It’s 11:07 am and I am in the verge of boredom. I hope my next holiday will not going to be the same way as I’m feeling now. All I can do at home is house chores, sleep, watching tv and the best thing I could, chatting. Yea what else can I feel?
I was expecting a great holiday since the two last weeks we sat for final exam 1st Semester. I planned so much but nothing seems to work well instead, everything was just. a. piece. of. boredom. I wish I can write better but the main reason I write is to express my feelings. I do sing at home but I need more! I miss K-Box a lot though, huh.
So, talking about semester. I am very upset to know that my high school year is going to end soon. Yes guys, time flies too fast I just can’t. I just can’t accept the reality that I’m reaching 17 and 2016. I just can’t believe that everything is going to change soon. Walking into different paths sure sounds awkward and sad. But most of all, I am getting nearer to my career year just after my university year.
Not just that. I am very sad to know that my Familyeleven isn’t going to be with me anymore in the next two years. I mean, they will but I wouldn’t get the chance to see them everyday. It’s so heartbreaking to know after being together since 2012. Familyeleven has the place in my heart and I wouldn’t be able to forget them. Ever. They are the nicest thing that has ever came into my life and I don’t know what is going to happen to me without them-what is going to happen to them without me. I am obviously acting like I am too clingy to my friends. But why not take a moment to appreciate them, right?
Yes, I am clingy. I cannot lie that being clingy has already become the resemblance to my life. After all, we shall cling to God too, don’t we? So, I couldn’t tell how much I love my friends because they are just too much. I love the way we (familyeleven) have been through the bumpy years and happy roads. Sure all of these made us what we are today. Matured. Matured but you know that kind of feelings when we still have the childish act inside 🙂
So this will be my last paragraph but I am surely going to post soon. I hope to treasure dull and happy moments with you readers. Bye
Hello there! Forever wishing that no one sees this but this wasn’t my first time having a blog… how sad can this be after 3 times trial in keeping my blogs safe failed :’) so it proves so much how i wanted thebeautifulworthylove.wordpress.com to stay till I end.
So first of all i would love to wish a very happy holiday to everyone. Sure my holiday isn’t fun (as always). Staying at home, babysitting, things im being used to so no worries peace out guys.The fact that i haven’t been to Imago is also sad. i gained 2 kgs and no one cares (is also sad). The fact how i wanted everyone in my family understands my teenage life well (is also sad).

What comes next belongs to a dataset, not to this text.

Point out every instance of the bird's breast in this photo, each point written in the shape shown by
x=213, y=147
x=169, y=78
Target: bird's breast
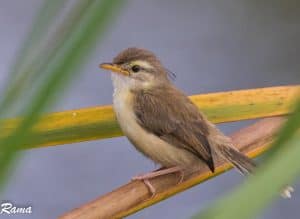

Moving on to my next point is now is 0000 so its 9th of June! Here in Sabah we mourn for the recent earthquake. but i believe God bless the world and my friend told me that there’s nothing to be afraid of if you, yourself believe 🙂 i hope u guys still don’t mind me randomly blogging because i am hungry but am lazy to sneak into the kitchen and get some snacks. So my next topic is going to be about how on earth thebeautifulworthylove exists.
thebeautifulworthylove simply represents how i exist in this world too. Belle=beautiful Amanda=worthy love. wishing they are true and related to my everyday life hahahaha. Btw i am choosing Yvette which means ‘praised’ for my confirmation name. before, i have doubts in picking either Rafaela, Loretta or Bianca but mom chosed Yvette so let’s just think that mom’s choices are always the best.
So i think that’s all for now. It’s Tuesday so have a blessed Tuesday guys goodbye!